Taylor oversees four churches in the NC Conference of the United Methodist Church. Although some of her churches are smaller than others, she thinks it’s best to keep all of their activity on the online YouTube live platform for now.
“But as soon as they give us the go-ahead to put everybody in doors, we are prepared with masks, the churches have been sanitized and they will be re-sanitized, the hymnals will be removed,” Taylor said. “We’ve got the steps taken and we are ready to go back and soon as we’re told to go back.”
According to an article by the Carolina Journal, the lawsuit leading to the judge’s order came from religious groups who felt the governor’s “unequal treatment was a violation of their First Amendment Rights.”

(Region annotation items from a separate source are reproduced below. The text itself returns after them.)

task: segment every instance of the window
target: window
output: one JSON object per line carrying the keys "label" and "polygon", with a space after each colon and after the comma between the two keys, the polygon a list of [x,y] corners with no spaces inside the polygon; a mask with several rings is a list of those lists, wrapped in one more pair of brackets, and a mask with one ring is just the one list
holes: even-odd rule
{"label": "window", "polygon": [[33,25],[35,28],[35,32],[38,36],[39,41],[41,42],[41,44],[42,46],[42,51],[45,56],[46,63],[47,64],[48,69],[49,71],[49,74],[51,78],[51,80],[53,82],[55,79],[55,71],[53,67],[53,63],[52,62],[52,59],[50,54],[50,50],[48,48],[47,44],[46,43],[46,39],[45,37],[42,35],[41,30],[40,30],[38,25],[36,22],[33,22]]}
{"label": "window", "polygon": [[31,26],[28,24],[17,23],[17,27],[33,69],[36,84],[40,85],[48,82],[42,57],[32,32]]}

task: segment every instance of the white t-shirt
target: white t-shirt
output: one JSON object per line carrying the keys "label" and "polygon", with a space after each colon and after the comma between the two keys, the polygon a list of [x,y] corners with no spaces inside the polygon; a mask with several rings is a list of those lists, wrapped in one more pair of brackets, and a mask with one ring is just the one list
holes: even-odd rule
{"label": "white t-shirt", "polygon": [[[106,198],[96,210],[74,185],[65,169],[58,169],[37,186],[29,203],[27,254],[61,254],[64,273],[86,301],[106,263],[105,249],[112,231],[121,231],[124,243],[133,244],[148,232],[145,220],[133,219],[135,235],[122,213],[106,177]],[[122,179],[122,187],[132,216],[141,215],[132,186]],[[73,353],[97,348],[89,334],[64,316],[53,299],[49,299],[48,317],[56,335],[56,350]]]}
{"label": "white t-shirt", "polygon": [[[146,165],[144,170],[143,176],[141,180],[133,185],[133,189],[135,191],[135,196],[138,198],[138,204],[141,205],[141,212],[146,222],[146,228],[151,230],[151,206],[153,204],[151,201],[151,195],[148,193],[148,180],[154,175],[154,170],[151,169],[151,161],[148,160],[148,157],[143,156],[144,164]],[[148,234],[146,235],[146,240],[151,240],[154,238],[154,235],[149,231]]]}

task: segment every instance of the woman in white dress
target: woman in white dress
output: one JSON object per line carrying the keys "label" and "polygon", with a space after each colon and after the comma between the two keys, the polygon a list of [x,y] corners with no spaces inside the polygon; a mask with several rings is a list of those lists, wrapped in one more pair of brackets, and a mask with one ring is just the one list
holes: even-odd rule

Cooper’s original order prohibited mass gatherings under Section 6(A), which also stated, “Mass gatherings do not include gatherings for … worship, or exercise of First Amendment rights … However, in these settings, people must follow the Recommendations to Promote Social Distancing and Reduce Transmission as much as possible.”
Pastor Shelton Barnes of Cedar Landing Baptist Church in Windsor has been hosting virtual, live sessions, and recently implemented a twice-a-month parking lot service for those who may not have access to the online service.
With a congregation that floats around 50, Barnes mentioned offering an in-person service that will still observe social distancing and the use of masks in the next week. Although physically gathering has been difficult, he has urged his members to uphold a sense of community.
“More importantly, now I ask that they pick up the phone and check on each other and make sure they are doing well, especially senior citizens and the ones that live by themselves,” he said.
Pastor Tim Parker of Ebenezer Assembly of God near Aulander also plans to offer a modified, inside service with social distancing, and an overflow room for his congregation of approximately 50.
“We’ll just try to do the social distancing, and we won’t have any touching; no handshaking or any of that,” Parker said. “That’s the hardest part with the church: Everybody’s usually hugging and shaking hands. We can’t do that now so, that’s something we’re going to have to get used to.”
Governor Cooper disagrees with the judge’s restraining order. His reasoning for keeping the ban is to prevent large indoor religious services from becoming “hotpots” for spreading the virus.
Many local pastors with larger congregations agree. Reverend Dr. Claude Odom preaches to a congregation of over 100 every Sunday at New Middle Swamp Baptist Church in Gates County.
“[The order] doesn’t suggest that it’s safe enough to go back in until we can do something that ensures the safety and well-being of our congregation is protected,” Odom said. “One person could come in and we don’t know they have the virus, and expose everyone to it.”
Higher Ground Church has an active membership of over 200. Rev. Ray Faircloth Jr. said they are following the governor’s orders and awaiting announcement of Phase 2 before proceeding with returning to inside worship service.
The conflict from the original order comes from the governors’ bar of indoor services unless “worship was deemed ‘impossible’ or against the tenets of a particular faith.”
With this in mind, Pastor Faircloth called on the words of his father, Ray Faircloth Sr. –-lead pastor of Higher Ground Church in Ahoskie— to reassure church-goers during this time of uncertainty.
“Our Pastor stated in his sermon Sunday morning, ‘the governor has not asked us to stop worshipping God,’” Faircloth Jr. began, “’what we have been asked to do is use caution, use common sense, and be careful.’”
Although the time of COVID-19 has been difficult for many, the local churches are enduring the changes; doing whatever is best for their members while holding fast to their faith.